La struttura portante è ovviamente immutata, cioè quel telaio “X” concepito da Smith & Wesson per gestire una cartuccia come il .500 S&W (ma anche il .460 S&W) che, oltre al diametro importante, ha anche (anzi, soprattutto) una lunghezza totale impossibile da gestire con i telai convenzionali (anche quelli idonei al .454 Casull, come il Ruger Super Redhawk). Fatte salve le proporzioni, la concezione meccanica è, però, imparentata con il progetto tradizionale di Smith & Wesson e prevede, quindi, una cartella laterale per l’accesso alla meccanica, un cane esterno con scatto ad Azione mista facoltativa, una molla principale (quella del cane) a lamina e una molla di ritorno del grilletto separata e a spirale, guidata da un’apposita slitta orizzontale che supporta anche l’astina della sicura automatica. Questo dispositivo, come è noto, ha un funzionamento per così dire opposto rispetto alla transfer bar utilizzata da Ruger e Taurus, nel senso che si interpone tra il cane e il percussore impedendo qualsiasi contatto tra i due elementi anche in caso di urti o cadute di forte entità, per “levarsi di mezzo”, sollevandosi fino a coincidere con una apposita sede nel cane, solo quando il grilletto è completamente e volontariamente premuto. Rilasciando il grilletto, dopo lo sparo, la slitta porta molla di ritorno scorre e con un apposito dente sporgente costringe il cane a ristaccarsi di circa 2 millimetri dal percussore vero e proprio (a grano inserito nel fusto, dotato di propria molla di recupero) e fa nuovamente scorrere l’astina della sicura automatica tra i due elementi, ripristinando la “sorveglianza speciale”. Una seconda sicura, ad attivazione manuale, è comandata da un’apposita chiavetta (tipo quella delle manette) che si inserisce in una “toppa” al di sopra del cursore di apertura del tamburo, impedendo l’apertura del cilindro e l’armamento del cane. Quando la sicura manuale è attivata, si solleva una apposita piastrina tra il lato sinistro del cane e il telaio, per mettere sull’avviso il tiratore. Questa è una misura ritenuta obbligatoria in alcuni Stati americani, da noi è abbastanza inutile nella misura in cui è molto più importante provvedere a una adeguata custodia dell’arma per impedirne l’agevole impossessamento da parte di minori o persone non autorizzate.

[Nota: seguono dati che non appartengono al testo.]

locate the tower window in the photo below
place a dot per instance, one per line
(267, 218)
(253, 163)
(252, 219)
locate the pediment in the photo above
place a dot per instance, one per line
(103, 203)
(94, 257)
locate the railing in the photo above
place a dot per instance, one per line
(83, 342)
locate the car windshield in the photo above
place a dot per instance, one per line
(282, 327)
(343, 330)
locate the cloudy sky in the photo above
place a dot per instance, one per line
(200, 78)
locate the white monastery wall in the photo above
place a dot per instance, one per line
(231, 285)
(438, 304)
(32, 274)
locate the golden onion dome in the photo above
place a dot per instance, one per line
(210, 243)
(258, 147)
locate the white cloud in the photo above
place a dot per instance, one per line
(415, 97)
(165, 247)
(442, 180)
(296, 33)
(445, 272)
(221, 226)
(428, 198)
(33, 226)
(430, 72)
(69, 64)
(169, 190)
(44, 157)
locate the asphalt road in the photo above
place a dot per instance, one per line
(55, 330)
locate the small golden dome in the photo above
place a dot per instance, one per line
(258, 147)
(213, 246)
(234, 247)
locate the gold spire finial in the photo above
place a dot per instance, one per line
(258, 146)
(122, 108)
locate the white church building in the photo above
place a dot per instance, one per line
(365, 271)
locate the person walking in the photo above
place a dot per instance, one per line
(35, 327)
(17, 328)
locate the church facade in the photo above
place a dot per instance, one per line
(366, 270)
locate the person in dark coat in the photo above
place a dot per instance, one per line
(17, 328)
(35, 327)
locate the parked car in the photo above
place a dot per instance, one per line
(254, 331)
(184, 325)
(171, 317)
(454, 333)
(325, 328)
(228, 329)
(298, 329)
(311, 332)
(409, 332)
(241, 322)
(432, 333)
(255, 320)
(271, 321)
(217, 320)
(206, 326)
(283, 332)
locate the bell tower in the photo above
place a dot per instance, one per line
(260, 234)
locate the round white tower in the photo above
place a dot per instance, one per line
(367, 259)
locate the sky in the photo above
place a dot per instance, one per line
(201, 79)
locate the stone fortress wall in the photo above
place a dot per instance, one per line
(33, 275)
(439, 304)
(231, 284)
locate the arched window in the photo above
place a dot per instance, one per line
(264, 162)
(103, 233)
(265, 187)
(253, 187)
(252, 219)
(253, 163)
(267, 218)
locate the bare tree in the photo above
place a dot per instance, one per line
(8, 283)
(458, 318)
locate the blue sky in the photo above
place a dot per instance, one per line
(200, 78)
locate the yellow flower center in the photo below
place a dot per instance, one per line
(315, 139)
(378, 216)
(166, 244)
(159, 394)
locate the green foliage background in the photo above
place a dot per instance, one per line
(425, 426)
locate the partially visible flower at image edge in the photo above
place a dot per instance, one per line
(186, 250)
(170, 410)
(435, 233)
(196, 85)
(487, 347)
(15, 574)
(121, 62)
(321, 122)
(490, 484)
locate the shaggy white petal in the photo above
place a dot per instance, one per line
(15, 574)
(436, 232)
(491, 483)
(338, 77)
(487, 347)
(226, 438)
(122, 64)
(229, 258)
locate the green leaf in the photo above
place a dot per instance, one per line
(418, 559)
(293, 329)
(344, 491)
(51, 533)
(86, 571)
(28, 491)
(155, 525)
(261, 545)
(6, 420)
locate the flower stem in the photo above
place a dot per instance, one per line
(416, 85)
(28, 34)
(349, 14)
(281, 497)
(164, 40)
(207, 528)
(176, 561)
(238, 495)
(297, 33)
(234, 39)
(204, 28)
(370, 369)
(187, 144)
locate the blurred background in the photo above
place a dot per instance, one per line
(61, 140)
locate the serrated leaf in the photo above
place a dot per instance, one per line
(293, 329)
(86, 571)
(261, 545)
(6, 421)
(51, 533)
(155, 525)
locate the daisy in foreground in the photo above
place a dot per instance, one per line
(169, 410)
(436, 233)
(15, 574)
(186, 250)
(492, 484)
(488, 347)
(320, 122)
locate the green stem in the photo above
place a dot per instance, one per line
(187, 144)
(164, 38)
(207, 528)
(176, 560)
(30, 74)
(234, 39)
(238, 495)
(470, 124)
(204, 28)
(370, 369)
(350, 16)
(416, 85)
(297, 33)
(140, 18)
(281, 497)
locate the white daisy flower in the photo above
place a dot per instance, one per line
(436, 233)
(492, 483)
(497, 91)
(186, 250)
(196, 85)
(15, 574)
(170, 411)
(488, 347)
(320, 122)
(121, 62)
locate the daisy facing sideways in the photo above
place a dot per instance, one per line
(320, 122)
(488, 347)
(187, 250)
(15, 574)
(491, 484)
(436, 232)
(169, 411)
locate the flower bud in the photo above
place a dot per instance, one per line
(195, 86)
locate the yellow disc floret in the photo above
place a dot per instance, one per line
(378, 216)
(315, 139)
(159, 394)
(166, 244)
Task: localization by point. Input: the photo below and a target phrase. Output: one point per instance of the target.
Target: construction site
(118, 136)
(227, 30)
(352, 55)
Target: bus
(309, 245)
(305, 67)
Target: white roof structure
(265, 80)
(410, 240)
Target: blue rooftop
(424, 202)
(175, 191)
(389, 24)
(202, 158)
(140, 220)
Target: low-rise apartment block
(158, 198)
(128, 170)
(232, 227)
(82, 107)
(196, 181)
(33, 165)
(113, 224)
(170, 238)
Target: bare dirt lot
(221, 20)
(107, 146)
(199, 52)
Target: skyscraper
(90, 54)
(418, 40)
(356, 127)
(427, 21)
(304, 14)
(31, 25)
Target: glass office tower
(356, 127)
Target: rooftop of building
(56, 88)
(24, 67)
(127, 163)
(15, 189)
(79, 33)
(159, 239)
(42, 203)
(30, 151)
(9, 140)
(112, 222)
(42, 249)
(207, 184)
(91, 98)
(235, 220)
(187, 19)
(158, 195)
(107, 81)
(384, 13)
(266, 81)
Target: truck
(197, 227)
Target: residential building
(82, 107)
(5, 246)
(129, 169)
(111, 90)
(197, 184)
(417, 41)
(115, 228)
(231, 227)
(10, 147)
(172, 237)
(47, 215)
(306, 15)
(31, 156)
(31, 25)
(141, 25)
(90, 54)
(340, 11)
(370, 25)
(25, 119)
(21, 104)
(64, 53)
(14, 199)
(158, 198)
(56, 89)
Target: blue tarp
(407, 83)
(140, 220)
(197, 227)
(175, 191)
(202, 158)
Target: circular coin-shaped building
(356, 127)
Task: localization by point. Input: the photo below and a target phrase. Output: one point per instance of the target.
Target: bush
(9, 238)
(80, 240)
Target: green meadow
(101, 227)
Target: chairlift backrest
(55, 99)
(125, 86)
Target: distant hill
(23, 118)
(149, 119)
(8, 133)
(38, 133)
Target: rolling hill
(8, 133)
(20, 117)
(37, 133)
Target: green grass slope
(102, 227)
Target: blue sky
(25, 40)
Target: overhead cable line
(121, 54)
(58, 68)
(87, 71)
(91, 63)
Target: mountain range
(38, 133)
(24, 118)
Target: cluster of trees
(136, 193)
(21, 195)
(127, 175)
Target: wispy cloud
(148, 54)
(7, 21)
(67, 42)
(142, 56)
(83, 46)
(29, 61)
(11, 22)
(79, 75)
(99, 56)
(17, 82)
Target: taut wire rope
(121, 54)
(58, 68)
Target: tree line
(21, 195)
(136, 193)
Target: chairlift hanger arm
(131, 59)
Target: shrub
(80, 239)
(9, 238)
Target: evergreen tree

Il tamburo ha una capacità di 5 colpi, è dotato di unghiature anteriori di alleggerimento ed è basculante sul lato sinistro per il caricamento. Il vincolo con il telaio è determinato dal classico pistoncino a molla che protrude dal centro della dentiera di rotazione, inserendosi in una sede al centro dello scudo di rinculo, e da una sferetta caricata a molla presente nella parte anteriore inferiore del telaio, che impegna il giogo. In effetti, una chiusura anteriore di tipo tradizionale, cioè posta all’estremità anteriore dell’astina di espulsione dei bossoli, avrebbe comportato eccessive flessioni considerando una massa così rilevante del tamburo, per annullare le quali sarebbe stato necessario surdimensionare l’astina medesima fino a diametri incompatibili con il normale concetto di “portabilità” dell’arma. Data la situazione, invece, l’astina di espulsione è sottile e snella (che non significa debole), con il surdimensionamento della sola testina (zigrinata) per agevolare la manovra. Spingendola all’indietro, l’astina fa protrudere la stella di rotazione del tamburo che provvede allo scollamento e all’espulsione dei cinque bossoli, per poi scattare nuovamente a posto spinta da una molla.

 

Il pezzo forte

La canna è il pezzo forte, l’elemento che condiziona di più esteticamente questo modello: a dire il vero, parlare genericamente di canna non è corretto, perché in realtà ciò che sporge dalla parte anteriore del telaio è un sistema complesso, costituito da più elementi. Partendo dall’interno, c’è ovviamente la canna vera e propria, cilindrica, avvitata al telaio. Sulla canna si investe la “camicia” esterna, bloccata in posizione per mezzo di una boccola filettata, che porta nella parte inferiore la carenatura per l’astina dell’espulsore, di tipo corto (non full lug, quindi), nella parte superiore la bindella, la rampa del mirino e il sistema di compensazione del rinculo. Quest’ultimo è costituito da due serie di tre fori, che fanno capolino dai due lati della rampa, e a cui corrispondono altrettanti fori ricavati nella superficie degli ultimi centimetri di canna. La cosa curiosa è che la canna vera e propria, in realtà, porta sull’intera circonferenza dell’ultima porzione, vicino alla volata, ben otto serie di tre fori. In sostanza, la canna viene forata prima, poi viene avvitata nel telaio, quindi si applica il manicotto, i cui fori esterni di compensazione coincideranno con due delle otto file di fori presenti sulla canna. Evidentemente, a dispetto delle apparenze, è la soluzione più semplice dal punto di vista costruttivo…

 

 

 

Gli organi di mira sono costituiti dal classico mirino a lama, di colore nero, con inserto centrale in plastica di colore rosso vivo, a cui fa riscontro l’altrettanto classica (parliamo sempre della tradizione Smith & Wesson) tacca di mira regolabile micrometricamente in altezza e derivazione con foglietta a “U” contornata da un sottile profilo bianco. Il mirino è fissato alla rampa, solidale al manicotto copricanna, per mezzo di due spine, il che la dice lunga sulle sollecitazioni che questo povero componente deve trovarsi a sopportare! Rimuovendo il supporto della tacca di mira, è possibile scoprire i fori filettati che consentono l’installazione di eventuali ottiche a lunga focale, per chi abbia voglia di tirare veramente “in lungo” (e le caratteristiche balistiche del calibro invogliano, eccome, a farlo).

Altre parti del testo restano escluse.